Michelle Malkin notes how the left have moved the goalposts in light of the success of the Tea Parties this year:
Activists were derided as amateurs who couldn’t turn out a crowd. Then they were smeared as corporate shills. They were criticized for not having a coherent message. Then they were mocked for ideological single-mindedness. They are resented by professional strategists who accuse them of organizing empty protests that won’t translate into electoral gains. But the movement has given birth to a new generation of movers and shakers who have rejected establishment partisan politics for nimble, Internet-facilitated, issues-based advocacy.
The success of the Tea Party movement and its allies/successors shows that there’s no monopoly on “community organizing.”
You are the change we’ve been praying for.
The Gay Patriot blog notes another example of playing down the success of the DC Tea Party: “Yahoo! Ignores Million-Person Protest (for Freedom) on same page it Featured 150-Person Petition (against Cheney).”











I also vaguely remember that at one point they were challenged for dressing too well, and then later for not being dressed well enough.
God Bless the protesters!!! I love their enthusiasm and their signs. They don’t look like a bunch of angry old white people to me. God Bless America!
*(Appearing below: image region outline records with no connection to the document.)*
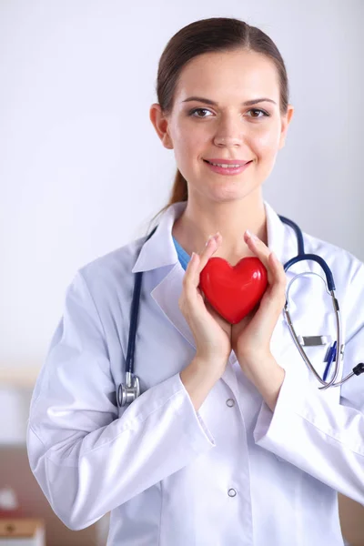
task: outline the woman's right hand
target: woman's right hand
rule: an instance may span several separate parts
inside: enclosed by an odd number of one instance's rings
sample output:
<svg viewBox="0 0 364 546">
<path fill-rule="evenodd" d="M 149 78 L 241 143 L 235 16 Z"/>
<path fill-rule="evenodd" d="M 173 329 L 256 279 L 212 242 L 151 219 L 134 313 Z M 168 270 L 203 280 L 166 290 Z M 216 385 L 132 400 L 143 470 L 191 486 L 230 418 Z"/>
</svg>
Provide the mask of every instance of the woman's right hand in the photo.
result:
<svg viewBox="0 0 364 546">
<path fill-rule="evenodd" d="M 183 278 L 178 306 L 194 336 L 197 357 L 225 368 L 231 352 L 231 324 L 212 308 L 198 288 L 200 273 L 221 242 L 217 232 L 202 252 L 193 255 Z"/>
</svg>

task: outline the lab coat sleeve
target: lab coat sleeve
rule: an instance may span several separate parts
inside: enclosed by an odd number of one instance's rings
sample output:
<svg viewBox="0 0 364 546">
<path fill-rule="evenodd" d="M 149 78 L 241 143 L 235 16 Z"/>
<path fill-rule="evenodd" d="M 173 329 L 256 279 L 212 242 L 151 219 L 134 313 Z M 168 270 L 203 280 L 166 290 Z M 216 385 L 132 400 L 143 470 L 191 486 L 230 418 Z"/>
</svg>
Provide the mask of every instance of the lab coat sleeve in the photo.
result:
<svg viewBox="0 0 364 546">
<path fill-rule="evenodd" d="M 32 471 L 69 529 L 88 527 L 215 446 L 179 373 L 119 418 L 115 390 L 103 327 L 78 272 L 35 384 L 26 436 Z"/>
<path fill-rule="evenodd" d="M 364 267 L 356 260 L 348 286 L 343 377 L 364 362 Z M 318 383 L 286 376 L 274 412 L 263 403 L 254 438 L 258 445 L 364 505 L 364 374 L 349 379 L 333 403 Z"/>
</svg>

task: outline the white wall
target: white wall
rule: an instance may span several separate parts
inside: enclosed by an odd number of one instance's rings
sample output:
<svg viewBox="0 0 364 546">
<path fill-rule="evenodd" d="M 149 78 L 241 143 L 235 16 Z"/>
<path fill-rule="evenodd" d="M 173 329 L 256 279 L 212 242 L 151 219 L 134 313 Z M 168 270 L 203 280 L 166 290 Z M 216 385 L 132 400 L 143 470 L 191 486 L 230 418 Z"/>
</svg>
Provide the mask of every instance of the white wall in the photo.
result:
<svg viewBox="0 0 364 546">
<path fill-rule="evenodd" d="M 174 156 L 148 111 L 164 46 L 196 19 L 237 16 L 276 41 L 296 113 L 266 198 L 364 258 L 364 3 L 221 5 L 0 3 L 0 366 L 40 366 L 76 269 L 166 204 Z"/>
</svg>

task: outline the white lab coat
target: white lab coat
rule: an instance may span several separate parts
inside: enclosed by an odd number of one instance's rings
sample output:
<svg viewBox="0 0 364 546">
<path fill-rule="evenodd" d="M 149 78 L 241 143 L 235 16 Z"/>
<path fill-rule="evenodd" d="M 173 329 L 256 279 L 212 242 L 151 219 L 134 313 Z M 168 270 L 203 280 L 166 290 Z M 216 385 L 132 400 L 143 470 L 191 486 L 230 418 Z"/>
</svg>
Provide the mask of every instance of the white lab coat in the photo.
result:
<svg viewBox="0 0 364 546">
<path fill-rule="evenodd" d="M 144 238 L 76 275 L 33 394 L 34 475 L 70 529 L 111 511 L 108 545 L 342 545 L 336 491 L 364 504 L 364 374 L 318 390 L 282 314 L 271 351 L 286 376 L 274 413 L 234 352 L 195 411 L 179 376 L 196 347 L 178 308 L 185 271 L 171 235 L 185 207 L 164 213 L 140 254 Z M 284 263 L 297 255 L 296 237 L 265 207 L 269 248 Z M 346 375 L 364 359 L 364 267 L 305 233 L 304 241 L 334 274 Z M 120 409 L 136 271 L 144 271 L 135 355 L 142 394 Z M 301 271 L 322 276 L 304 262 L 288 280 Z M 291 294 L 298 334 L 335 339 L 321 280 L 301 277 Z M 326 350 L 308 350 L 321 374 Z"/>
</svg>

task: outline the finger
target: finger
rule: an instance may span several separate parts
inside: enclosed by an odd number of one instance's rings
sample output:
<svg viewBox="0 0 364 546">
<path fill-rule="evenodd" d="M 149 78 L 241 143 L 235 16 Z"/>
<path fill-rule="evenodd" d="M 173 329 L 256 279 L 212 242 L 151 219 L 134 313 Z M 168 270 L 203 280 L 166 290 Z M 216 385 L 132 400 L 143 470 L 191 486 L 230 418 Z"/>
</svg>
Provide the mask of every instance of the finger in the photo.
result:
<svg viewBox="0 0 364 546">
<path fill-rule="evenodd" d="M 265 243 L 259 239 L 256 235 L 250 233 L 248 229 L 244 234 L 244 239 L 248 244 L 249 249 L 254 252 L 254 254 L 260 259 L 262 264 L 265 266 L 268 272 L 268 280 L 269 285 L 274 284 L 277 279 L 277 268 L 279 265 L 282 268 L 282 273 L 284 274 L 283 266 L 280 264 L 279 260 L 277 258 L 278 263 L 271 262 L 269 259 L 270 255 L 272 254 L 271 250 L 265 245 Z M 286 276 L 284 275 L 286 278 Z M 281 277 L 279 278 L 279 280 Z"/>
<path fill-rule="evenodd" d="M 205 248 L 198 254 L 199 264 L 198 264 L 197 271 L 196 272 L 196 277 L 195 277 L 195 282 L 197 283 L 197 286 L 199 283 L 199 274 L 201 273 L 202 269 L 205 268 L 207 261 L 213 256 L 213 254 L 217 250 L 218 247 L 221 244 L 221 241 L 222 241 L 221 234 L 218 233 L 218 231 L 217 231 L 217 233 L 216 233 L 215 235 L 210 236 L 208 238 L 207 241 L 206 242 Z"/>
<path fill-rule="evenodd" d="M 268 266 L 268 257 L 270 254 L 270 250 L 267 245 L 265 245 L 254 233 L 250 233 L 248 229 L 244 233 L 244 240 L 249 249 L 258 256 L 267 268 Z"/>
</svg>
For the next march, I plan to carry my Ginormous Paper Mache Obama Puppet of Doom.
That’ll really make the Obamatons’ collective heads explode.
Many of the marchers were older. I’m pretty sure most of them collect social security. They don’t want a government run health care option, but they are probably also using medicare. The marchers may have been enthusiastic, like the guy yelling on national TV, “Get the communists out of our government!”, but terribly misguided.